There are many steps:
Step 1, select a state $\Psi$.
Step 2, prepare many systems in same state $\Psi$
Step 3, select two operators A and B
Step 4a, for some of the systems prepared in state $\Psi$, measure A
Step 4b, for some of the systems prepared in state $\Psi$, measure B
Now if you analyze the results, assuming strong (not weak) measurements then every time you measured A, you got an eigenvalue of A, and every time you measure B you got an eigenvalue of B. Each eigenvalue had a probability (which is equal to the ratio of the squared norm of the projection onto the eigenspace divided by the squared norm before you projected onto the eigenspace). So your eigenvalues of A come from a probability distribution that often has a mean $\langle A\rangle=\langle \Psi|A|\Psi\rangle $ and a standard deviation $\Delta A=\sqrt{\langle \Psi|\left(A^2-\langle \Psi|A|\Psi\rangle^2\right)|\Psi\rangle}$. And your eigenvalues of B come from a probability distribution that often has a mean $\langle B\rangle=\langle \Psi|B|\Psi\rangle $ and a standard deviation $\Delta B=\sqrt{\langle \Psi|\left(B^2-\langle \Psi|B|\Psi\rangle^2\right)|\Psi\rangle}$. You never get those from a measurement, or even from a whole bunch, but from steps 4a and 4b you do get a sample mean and a sample standard deviation, and for a large sample these are likely to be very close to the theoretical mean and the theoretical standard deviation.
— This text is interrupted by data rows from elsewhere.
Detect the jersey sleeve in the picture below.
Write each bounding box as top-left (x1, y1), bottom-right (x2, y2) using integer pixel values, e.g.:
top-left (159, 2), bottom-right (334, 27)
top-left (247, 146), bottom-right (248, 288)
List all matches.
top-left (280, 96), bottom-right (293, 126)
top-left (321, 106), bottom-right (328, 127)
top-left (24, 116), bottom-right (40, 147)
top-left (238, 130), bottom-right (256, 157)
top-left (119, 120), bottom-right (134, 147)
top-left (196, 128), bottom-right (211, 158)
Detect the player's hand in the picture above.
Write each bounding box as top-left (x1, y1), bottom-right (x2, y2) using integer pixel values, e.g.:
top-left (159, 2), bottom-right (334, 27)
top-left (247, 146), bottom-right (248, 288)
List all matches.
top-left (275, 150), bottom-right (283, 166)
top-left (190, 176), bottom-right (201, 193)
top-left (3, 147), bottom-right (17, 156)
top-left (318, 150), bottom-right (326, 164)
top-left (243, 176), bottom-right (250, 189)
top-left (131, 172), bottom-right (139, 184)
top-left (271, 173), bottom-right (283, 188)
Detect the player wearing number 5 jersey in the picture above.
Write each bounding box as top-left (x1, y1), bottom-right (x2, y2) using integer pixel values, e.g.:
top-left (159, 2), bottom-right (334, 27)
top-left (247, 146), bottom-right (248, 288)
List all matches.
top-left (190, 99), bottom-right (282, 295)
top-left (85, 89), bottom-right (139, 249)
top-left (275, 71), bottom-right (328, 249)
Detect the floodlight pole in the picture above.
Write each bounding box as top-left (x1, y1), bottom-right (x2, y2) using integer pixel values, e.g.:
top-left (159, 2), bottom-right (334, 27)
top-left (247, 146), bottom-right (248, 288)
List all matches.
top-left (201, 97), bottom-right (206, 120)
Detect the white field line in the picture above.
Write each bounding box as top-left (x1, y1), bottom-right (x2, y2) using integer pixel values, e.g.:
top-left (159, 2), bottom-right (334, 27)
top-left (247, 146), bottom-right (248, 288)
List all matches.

The uncertainty principle says that way back in step 1 (when you selected $\Psi$) you could select a $\Psi$ that gives a small $\Delta A$, or a $\Psi$ that gives a small $\Delta B$ (in fact if $\Psi$ is an eigenstate of A then $\Delta A=0$, same for $B$). However, $$\Delta A \Delta B \geq \left|\frac{\langle AB-BA\rangle}{2i}\right|=\left|\frac{\langle\Psi| AB-BA |\Psi\rangle}{2i}\right|,$$
So in particular noncommuting operators often (i.e. if the expectation value of their commutator does not vanish) have a tradeoff, if the state in question has really low standard deviation for one operator, then the state in question must have a higher standard deviation for the other.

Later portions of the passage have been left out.